I went out to India at the end of Mach with a group from a church in Edinburgh, to visit a project of Operation Mobilisation India. OM India work with a charity in the UK called Dalit Freedom Network who wish to help the dalit population (untouchables) in India. Dalit Freedom Network particularly focus on the prevention of human trafficking amongst the dalits (there are 20 million dalits trafficked each year).
We spent the first week of our trip painting the base that we were staying on, the staff are so concerned with helping others less fortunate that they had neglected to look after the place that they worked in, so we chose to spruce it up a bit. As well as painting we taken around a couple of slums where the organisation work. The poverty was far beyond anything I could ever imagine. One place had about 500 people living in small mud houses (smaller than my bathroom) that contained about 8 people each, normally with only 2 small beds that they all shared. There was no toilet throughout the whole slum, to relieve themselves that had to walk to the one end, over a railway line and squat in the bushes – just no privacy at all. However with the little they had, they shared, and there was no crime at all in the slum, it really was communal living.

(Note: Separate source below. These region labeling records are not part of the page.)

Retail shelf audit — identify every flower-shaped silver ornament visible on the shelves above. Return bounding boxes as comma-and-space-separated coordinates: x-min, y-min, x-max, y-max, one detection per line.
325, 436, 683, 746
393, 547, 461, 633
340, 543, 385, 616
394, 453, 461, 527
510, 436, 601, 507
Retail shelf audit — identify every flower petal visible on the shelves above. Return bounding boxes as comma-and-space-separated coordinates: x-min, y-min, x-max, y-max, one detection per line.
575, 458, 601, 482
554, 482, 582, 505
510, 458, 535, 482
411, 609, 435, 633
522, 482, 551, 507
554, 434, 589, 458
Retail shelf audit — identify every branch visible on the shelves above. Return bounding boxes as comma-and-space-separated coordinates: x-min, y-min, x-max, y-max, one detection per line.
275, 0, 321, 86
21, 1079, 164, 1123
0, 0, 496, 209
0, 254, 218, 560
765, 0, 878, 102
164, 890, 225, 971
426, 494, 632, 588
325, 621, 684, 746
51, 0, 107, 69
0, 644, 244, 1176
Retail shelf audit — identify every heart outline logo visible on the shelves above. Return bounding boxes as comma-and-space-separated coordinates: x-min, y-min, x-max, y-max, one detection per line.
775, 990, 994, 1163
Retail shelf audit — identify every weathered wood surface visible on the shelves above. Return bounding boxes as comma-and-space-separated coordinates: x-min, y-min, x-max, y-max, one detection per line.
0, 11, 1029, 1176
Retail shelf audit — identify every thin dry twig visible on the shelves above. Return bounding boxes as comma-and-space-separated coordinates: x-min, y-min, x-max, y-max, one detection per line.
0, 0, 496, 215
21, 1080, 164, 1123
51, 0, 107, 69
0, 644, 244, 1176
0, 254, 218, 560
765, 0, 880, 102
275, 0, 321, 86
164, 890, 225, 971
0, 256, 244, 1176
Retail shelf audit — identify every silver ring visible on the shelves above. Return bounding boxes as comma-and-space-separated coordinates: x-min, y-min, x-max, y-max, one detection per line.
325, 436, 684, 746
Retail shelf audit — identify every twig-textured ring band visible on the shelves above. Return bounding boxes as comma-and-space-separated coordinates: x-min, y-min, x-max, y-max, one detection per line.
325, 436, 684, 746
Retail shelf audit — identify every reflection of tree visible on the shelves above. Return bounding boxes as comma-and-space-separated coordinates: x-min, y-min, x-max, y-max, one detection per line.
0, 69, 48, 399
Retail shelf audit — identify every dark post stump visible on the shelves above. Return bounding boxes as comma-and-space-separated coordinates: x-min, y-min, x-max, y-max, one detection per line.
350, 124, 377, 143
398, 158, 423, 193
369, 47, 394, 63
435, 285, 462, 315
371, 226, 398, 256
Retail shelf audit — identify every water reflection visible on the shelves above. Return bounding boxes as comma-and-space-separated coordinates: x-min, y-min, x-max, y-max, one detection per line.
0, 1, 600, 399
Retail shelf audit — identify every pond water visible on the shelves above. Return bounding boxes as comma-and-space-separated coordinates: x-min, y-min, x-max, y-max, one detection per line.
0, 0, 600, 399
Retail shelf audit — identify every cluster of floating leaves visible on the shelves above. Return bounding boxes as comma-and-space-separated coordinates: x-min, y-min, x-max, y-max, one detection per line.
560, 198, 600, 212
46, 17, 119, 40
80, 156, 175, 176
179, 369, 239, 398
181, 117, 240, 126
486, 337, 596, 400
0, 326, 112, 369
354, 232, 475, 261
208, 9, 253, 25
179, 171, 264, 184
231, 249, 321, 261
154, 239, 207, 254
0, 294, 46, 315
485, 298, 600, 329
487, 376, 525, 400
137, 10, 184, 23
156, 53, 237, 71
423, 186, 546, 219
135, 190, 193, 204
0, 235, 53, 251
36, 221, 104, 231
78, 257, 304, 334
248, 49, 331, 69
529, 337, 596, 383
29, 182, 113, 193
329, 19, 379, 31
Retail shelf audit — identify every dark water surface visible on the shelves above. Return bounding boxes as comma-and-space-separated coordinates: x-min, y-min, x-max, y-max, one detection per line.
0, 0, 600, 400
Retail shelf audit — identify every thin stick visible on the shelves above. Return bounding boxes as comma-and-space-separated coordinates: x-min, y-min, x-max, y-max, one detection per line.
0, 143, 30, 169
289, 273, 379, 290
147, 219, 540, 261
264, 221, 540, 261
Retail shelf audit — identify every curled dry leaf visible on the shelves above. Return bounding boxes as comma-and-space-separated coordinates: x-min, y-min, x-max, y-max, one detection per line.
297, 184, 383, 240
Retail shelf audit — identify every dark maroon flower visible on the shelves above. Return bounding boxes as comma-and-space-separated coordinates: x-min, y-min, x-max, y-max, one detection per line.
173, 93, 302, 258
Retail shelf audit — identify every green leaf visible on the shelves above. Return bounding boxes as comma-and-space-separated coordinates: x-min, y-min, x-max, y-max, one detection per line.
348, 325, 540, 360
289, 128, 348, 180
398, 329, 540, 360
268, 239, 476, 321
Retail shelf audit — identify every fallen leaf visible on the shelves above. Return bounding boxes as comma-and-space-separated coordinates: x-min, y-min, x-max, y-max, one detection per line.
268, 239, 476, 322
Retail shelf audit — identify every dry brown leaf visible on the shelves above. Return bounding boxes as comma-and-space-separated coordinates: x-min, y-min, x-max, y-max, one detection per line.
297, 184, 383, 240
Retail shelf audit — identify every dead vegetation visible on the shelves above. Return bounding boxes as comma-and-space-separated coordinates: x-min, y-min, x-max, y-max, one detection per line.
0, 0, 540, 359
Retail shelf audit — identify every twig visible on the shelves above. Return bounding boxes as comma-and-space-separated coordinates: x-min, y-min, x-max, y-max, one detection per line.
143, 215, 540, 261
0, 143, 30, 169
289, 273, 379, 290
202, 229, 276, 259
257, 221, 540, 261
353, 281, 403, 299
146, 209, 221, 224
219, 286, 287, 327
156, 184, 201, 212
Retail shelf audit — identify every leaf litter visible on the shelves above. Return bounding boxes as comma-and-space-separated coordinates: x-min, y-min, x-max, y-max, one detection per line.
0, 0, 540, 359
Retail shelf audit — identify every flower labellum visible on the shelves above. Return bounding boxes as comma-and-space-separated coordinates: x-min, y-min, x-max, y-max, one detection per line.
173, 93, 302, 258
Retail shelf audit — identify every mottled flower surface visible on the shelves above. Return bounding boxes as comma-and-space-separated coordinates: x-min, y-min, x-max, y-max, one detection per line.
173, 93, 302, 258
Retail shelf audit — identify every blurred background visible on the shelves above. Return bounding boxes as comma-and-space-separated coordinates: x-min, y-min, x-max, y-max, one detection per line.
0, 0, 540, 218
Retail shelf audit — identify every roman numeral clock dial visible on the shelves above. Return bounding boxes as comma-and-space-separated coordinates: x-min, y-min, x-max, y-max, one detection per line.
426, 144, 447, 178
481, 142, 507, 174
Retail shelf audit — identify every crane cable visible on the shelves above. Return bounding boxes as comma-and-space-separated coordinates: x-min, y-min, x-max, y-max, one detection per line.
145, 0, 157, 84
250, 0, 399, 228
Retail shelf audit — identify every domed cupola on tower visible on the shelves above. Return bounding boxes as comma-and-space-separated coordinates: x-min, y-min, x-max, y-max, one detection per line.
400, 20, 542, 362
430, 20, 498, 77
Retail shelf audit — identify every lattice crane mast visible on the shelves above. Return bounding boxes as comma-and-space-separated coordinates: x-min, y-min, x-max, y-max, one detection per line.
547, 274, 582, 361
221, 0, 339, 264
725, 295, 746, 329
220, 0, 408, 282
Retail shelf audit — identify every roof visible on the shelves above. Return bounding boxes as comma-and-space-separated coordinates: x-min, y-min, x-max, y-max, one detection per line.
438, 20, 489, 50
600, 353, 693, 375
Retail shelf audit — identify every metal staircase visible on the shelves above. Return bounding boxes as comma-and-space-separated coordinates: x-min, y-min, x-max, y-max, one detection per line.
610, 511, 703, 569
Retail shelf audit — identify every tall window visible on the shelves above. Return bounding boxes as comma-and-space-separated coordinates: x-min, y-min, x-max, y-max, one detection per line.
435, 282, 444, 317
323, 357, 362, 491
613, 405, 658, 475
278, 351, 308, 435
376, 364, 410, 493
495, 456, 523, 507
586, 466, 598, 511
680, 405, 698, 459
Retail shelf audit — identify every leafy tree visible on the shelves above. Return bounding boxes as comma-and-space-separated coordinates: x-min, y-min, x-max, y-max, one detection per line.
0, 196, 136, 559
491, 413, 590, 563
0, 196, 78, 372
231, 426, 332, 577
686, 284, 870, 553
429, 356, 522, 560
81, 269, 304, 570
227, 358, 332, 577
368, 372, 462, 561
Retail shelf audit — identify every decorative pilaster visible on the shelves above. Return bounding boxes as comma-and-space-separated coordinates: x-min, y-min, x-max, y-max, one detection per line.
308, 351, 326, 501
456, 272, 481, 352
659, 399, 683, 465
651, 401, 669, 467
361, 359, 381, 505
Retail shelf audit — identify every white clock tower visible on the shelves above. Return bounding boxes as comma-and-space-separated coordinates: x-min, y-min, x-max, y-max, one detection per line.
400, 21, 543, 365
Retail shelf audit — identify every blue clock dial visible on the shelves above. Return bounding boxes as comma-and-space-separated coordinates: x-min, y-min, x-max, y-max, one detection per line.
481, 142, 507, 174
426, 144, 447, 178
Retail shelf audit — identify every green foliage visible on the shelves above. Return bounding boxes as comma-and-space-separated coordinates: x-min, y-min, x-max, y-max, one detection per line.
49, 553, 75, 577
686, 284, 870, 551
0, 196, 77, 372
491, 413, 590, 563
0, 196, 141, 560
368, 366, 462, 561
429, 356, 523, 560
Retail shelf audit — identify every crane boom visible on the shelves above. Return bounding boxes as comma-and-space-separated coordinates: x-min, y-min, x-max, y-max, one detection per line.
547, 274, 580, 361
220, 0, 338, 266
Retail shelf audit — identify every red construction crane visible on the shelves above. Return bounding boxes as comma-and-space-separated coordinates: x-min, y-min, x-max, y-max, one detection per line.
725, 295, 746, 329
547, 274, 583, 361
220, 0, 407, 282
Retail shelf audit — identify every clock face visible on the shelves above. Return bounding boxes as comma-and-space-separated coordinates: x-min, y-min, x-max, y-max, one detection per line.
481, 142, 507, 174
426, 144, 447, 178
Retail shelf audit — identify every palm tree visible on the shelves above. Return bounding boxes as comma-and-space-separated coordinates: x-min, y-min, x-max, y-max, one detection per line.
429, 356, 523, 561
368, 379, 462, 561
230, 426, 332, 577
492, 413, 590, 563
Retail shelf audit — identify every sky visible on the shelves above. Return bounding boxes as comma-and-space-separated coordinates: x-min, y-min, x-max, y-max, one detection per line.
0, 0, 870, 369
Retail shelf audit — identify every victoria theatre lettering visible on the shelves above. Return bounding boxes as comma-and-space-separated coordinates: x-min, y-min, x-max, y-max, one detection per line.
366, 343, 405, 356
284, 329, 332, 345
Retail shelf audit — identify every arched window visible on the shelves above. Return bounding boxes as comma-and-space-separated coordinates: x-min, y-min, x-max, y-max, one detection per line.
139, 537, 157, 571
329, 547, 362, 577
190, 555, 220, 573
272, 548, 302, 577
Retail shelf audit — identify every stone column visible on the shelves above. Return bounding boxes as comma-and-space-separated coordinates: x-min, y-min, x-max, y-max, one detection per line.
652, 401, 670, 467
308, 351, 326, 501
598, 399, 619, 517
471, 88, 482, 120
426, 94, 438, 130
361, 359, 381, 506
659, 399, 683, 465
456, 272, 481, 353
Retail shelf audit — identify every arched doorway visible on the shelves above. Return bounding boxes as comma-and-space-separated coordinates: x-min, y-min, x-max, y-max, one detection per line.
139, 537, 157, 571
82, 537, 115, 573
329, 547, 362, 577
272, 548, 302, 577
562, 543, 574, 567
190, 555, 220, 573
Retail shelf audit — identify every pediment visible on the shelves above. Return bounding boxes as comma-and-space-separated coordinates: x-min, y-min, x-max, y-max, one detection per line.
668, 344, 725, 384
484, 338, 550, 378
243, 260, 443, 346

Another place we visited did have toilets and sewers but they only had sporadic water supply. When I say sporadic I mean very little. We arrived on a day where water was flooding from the small tap, and hundreds of women and children were queuing with buckets to fill them. When we asked how long it had been since they’d had water, one woman replied 14 days – 2 weeks without water! We were told that it was likely it would just flow for today and then they’d have 2 more weeks without any. One of the women we met was peeling garlic cloves. She was paid R20 a week (about 33p) for this, not nearly enough to cover the rent of her minuscule apartment where she lived with her 3 children.
We had planned to go to another slightly better off slum but it rained the day we were supposed to go. It was not that our team did not want to get went, but when it rains the open sewers flood and infection spreads rapidly. It was considered to dangerous for us to go, to dangerous for us but not for the hundreds of people living there, who face that threat ever time it rains.
We also went to see one of the new projects set up to empower under-educated women who need help. There was a lot of alcohol abuse amongst the men, so to help communities it is important to help the women. They are taught to sewing and computer science to provide them with an income to feed their families. Most places we had seen to date were dirty and noisy, with a really busy neglected feeling. This centre was the complete opposite. As soon as we entered the white entrance hall with a cool stone floor, I finally felt calm (for the first time in a week!). There were a group of women sitting and chatting on the floor cutting templates of clothes out of newspapers. Behind them was a small kitchen with running water and a small fridge. We were taken up to the roof where there was another room with about 10 sewing machines where the women again sat on the floor learning how to hand stitch close to the edge of the cloth, all the women smiled as they greeted us, so proud to show us what they had achieved. We went back downstairs to a small room with about 15 computers in where a variety of women (the youngest was 14) were having computer lessons – they were so eager to learn. We were then taken to an even smaller room at the back; with 4 empty beds in it. For those that are in abusive homes or have been rescued from captives this is a dormitory for them to stay in and recover, until suitable alternative accommodation has been found. What struck me most about the centre was how welcoming the people were, and how much dignity they had been given by the opportunity to be there.
My trip to India has awakened me to things in this world that I was previously ignorant. I feel deeply challenged by how much I have here, what my priorities are and how privilege I am to be a woman in the West, with all the rights that we have. I feel as thought I have a new perspective on life and no longer wish to take for granted how lucky I am. I take comfort in the fact that Expediens (the company I work for) works with Seven Men, a social enterprise that generates funds to enable change in India, but I still would like to do more, and to get others involved. If you have been touched by the work in India, and help bring an end to human trafficking I recommend looking at the Dalit Freedom Network website.